Roma – Il tribunale per i minorenni dell’Aquila ha disposto l’allontanamento di Catherine Trevallion, moglie di Nathan, dalla struttura protetta in cui si trovava insieme ai tre figli della cosiddetta “famiglia del bosco”, stabilendo contestualmente la separazione dei minori.

La notizia è stata confermata dall’avvocato della famiglia, Marco Femminella, all’ingresso della casa famiglia dove è iniziata la perizia psicologica sui bambini. Secondo il legale, «c’è un’ordinanza di un tribunale che, in pieno svolgimento della consulenza, ha deciso di allontanare i bambini e separare la madre».

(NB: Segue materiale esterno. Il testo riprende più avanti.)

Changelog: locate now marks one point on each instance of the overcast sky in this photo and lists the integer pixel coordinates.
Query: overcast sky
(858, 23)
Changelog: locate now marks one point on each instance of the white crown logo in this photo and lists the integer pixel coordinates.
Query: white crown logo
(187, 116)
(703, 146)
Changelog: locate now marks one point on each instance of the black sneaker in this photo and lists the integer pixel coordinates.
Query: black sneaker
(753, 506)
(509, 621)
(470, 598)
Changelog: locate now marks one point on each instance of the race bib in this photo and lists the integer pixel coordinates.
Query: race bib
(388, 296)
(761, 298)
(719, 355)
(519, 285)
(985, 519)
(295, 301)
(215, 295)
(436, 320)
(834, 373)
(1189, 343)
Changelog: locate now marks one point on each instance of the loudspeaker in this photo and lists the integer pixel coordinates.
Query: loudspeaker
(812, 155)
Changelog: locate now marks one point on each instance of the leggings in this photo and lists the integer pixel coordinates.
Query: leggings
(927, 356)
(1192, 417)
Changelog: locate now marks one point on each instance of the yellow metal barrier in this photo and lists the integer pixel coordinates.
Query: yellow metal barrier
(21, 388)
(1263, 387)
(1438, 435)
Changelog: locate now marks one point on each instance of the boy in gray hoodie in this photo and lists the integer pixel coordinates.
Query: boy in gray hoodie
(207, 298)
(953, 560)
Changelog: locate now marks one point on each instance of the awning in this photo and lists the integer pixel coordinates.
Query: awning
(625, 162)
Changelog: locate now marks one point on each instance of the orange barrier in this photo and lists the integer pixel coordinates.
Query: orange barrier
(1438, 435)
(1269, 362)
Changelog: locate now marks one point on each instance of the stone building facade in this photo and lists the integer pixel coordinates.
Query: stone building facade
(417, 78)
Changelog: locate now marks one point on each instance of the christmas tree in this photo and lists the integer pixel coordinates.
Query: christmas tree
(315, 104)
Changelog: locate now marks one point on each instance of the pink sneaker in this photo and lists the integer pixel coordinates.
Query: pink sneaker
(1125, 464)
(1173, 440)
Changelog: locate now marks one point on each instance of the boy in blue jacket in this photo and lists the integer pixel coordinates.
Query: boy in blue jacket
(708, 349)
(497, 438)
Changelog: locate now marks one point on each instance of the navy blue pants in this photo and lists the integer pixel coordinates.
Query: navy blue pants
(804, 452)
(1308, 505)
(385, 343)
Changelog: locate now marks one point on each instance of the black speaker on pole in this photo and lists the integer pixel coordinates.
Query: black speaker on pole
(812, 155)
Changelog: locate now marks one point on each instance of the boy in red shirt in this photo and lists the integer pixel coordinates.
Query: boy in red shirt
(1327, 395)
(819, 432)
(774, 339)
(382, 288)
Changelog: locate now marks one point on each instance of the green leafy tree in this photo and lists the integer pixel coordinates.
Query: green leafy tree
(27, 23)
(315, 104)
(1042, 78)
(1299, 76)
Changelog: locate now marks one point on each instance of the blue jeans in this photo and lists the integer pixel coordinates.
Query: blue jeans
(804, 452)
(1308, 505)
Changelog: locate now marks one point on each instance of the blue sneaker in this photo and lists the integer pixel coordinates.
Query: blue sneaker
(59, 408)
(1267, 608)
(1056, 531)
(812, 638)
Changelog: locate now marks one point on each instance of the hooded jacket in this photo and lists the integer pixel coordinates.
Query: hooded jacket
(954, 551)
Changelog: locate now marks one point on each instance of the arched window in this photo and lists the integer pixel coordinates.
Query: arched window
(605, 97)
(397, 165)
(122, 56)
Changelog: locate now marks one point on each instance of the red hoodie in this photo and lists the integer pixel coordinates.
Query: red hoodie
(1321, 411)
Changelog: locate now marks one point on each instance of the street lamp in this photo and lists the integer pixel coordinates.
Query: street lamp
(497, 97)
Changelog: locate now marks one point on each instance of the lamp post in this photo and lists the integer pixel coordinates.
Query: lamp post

Nel provvedimento, che riporta le osservazioni degli educatori della struttura, si legge che Catherine Trevallion sarebbe «spesso ostile e squalificante», deridendo i tentativi di dialogo e le spiegazioni degli operatori. La donna, secondo quanto riportato, non si fiderebbe di nessuno, condizionando i bambini, che – a suo dire – sarebbero arrabbiati con tutti perché desiderano tornare a casa. I giudici hanno aggiunto che la «persistente e costante presenza materna è gravemente ostativa agli interventi programmati e pregiudizievole per l’equilibrio emotivo e l’educazione dei minori».

La decisione ha suscitato reazioni di forte preoccupazione tra i consulenti della famiglia. La psicologa Marina Aiello, componente del team dei periti, ha definito la misura «una decisione che ci terrorizza», sottolineando come si tratti di «uno sconvolgimento che ha fatto un’escalation di gravità enorme e assurda».

Sulla vicenda è intervenuta anche l’Autorità garante per l’infanzia e l’adolescenza. La garante Marina Terragni ha espresso contrarietà al trasferimento dei minori senza la madre e ha chiesto la sospensione della decisione in attesa di «un ulteriore approfondimento medico indipendente» per valutare le possibili conseguenze della separazione sulla salute dei bambini.

Il caso ha sollevato anche l’attenzione politica: la presidente del Consiglio Giorgia Meloni ha commentato la vicenda definendola «una decisione che infligge ai bambini un ulteriore, pesantissimo trauma» e parlando di «un’assurda concatenazione di decisioni dal chiaro tenore ideologico».